20201012——3道sql题
问题1:SQL
有两张数据表A,B,通过SQL语句输出表C
输入表A:
name score_1
张三 90
李四 85
王五 60
孙六 55
输入表B:
name score_2
张三 90
王五 65
孙六 58
朱七 70
输出表C:
name score_1 score_2 maxExam totalScore
张三 90 90 90 180
李四 85 null 85 85
王五 60 65 65 125
孙六 55 58 58 113
朱七 null 70 70 70
*/
我的答案:
select
X.name,A.score_1,B.score_2,
case when A.score_1>B.score_2 or B.score_2 is null then A.score_1
else B.score_2
end as maxExam,
A.score_1+B.score_2 as totalScore
from
(select name from A
union
select name from B
) X
left join
A on X.name=A.name
left join
B on X.name=B.name
;
在hive中执行了一下,结果不对,如下图,原因是+运算缺少nvl函数。
/*
问题2:SQL
有一个订单表A,分别有order_id(订单id)、user_id(用户id)、amt(金额)三个字段,
用sql实现以下功能:
i. 求订单总量为top3的用户及交易笔数,同时求出其交易笔数占全量订单笔数的占比。
ii. 求每个用户top3交易金额的订单。
iii. 求订单总量从大到小排名在50%之前的用户。
*/
准备数据:
select
user_id
,count(1) over(partition by user_id) as order_num
,count(1) over(partition by user_id)/count(1) as order_num_percent
from
A order by order_num desc limit 3;
hive中执行报错:
第三行就报错了,尝试加一个group by user_id(结果错误,count1不应该被分组)
select
user_id
,count(1) over(partition by user_id) as order_num
,count(1) over(partition by user_id)/count(1) as order_num_percent
from
A
group by user_id
order by order_num desc limit 3;
结果错误。
——但是为什么会报错?注释掉order_num_percent可以执行。
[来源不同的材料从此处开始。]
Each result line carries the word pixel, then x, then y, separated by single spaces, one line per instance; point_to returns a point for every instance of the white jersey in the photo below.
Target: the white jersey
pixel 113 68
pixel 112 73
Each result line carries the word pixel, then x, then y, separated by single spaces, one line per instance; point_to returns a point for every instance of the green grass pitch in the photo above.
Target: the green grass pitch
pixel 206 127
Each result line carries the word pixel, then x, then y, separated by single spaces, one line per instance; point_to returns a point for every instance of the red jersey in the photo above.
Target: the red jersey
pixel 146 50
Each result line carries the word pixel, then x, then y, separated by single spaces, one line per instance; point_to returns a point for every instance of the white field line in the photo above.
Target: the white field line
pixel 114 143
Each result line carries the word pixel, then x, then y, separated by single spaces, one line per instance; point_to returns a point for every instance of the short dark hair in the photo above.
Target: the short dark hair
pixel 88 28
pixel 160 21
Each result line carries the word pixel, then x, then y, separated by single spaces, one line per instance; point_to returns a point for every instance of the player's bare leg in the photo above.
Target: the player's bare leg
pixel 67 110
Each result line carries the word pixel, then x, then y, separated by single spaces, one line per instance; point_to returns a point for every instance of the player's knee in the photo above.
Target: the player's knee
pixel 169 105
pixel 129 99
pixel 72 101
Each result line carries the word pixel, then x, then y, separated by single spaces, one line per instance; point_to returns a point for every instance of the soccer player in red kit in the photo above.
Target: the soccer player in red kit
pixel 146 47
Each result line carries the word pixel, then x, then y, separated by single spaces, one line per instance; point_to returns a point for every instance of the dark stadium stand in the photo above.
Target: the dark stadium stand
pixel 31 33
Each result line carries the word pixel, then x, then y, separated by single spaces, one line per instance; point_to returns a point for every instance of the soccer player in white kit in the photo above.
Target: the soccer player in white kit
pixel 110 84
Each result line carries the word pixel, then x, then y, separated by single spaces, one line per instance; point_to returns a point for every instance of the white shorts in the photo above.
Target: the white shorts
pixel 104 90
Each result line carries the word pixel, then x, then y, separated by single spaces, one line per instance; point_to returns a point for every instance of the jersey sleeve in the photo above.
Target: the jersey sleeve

再看一下报错信息:
Failed to breakup Windowing invocations into Groups. At least 1 group must only depend on input columns. Also check for circular dependencies.
百度翻译:无法将窗口调用拆分为组。至少有1个组只能依赖于输入列。还要检查循环依赖项。
回忆下开窗函数的用法,可以用于分组求topN,我这样用为什么不可以?有什么区别呢?假如注释掉order_num_percent:
select
user_id
,count(1) over(partition by user_id) as order_num
-- ,count(1) over(partition by user_id)/count(1) as order_num_percent
from
A order by order_num desc limit 3;
user1有4个订单,这个没问题。
select
user_id
,count(1) over(partition by user_id) as order_num
,count(1) as count1
from
A;
这样依然报相同错。——count over的原理是什么?我有点明白报错原因了:
user_id
,count(1) over(partition by user_id) as order_num
这两行,其实与group by user_id是一样的,可以在每个user_id的组中进行操作,比如count、rank,也可以拿到其他的字段,问题就在这里!——没有group by的count只有一个reduce!这是互相矛盾的!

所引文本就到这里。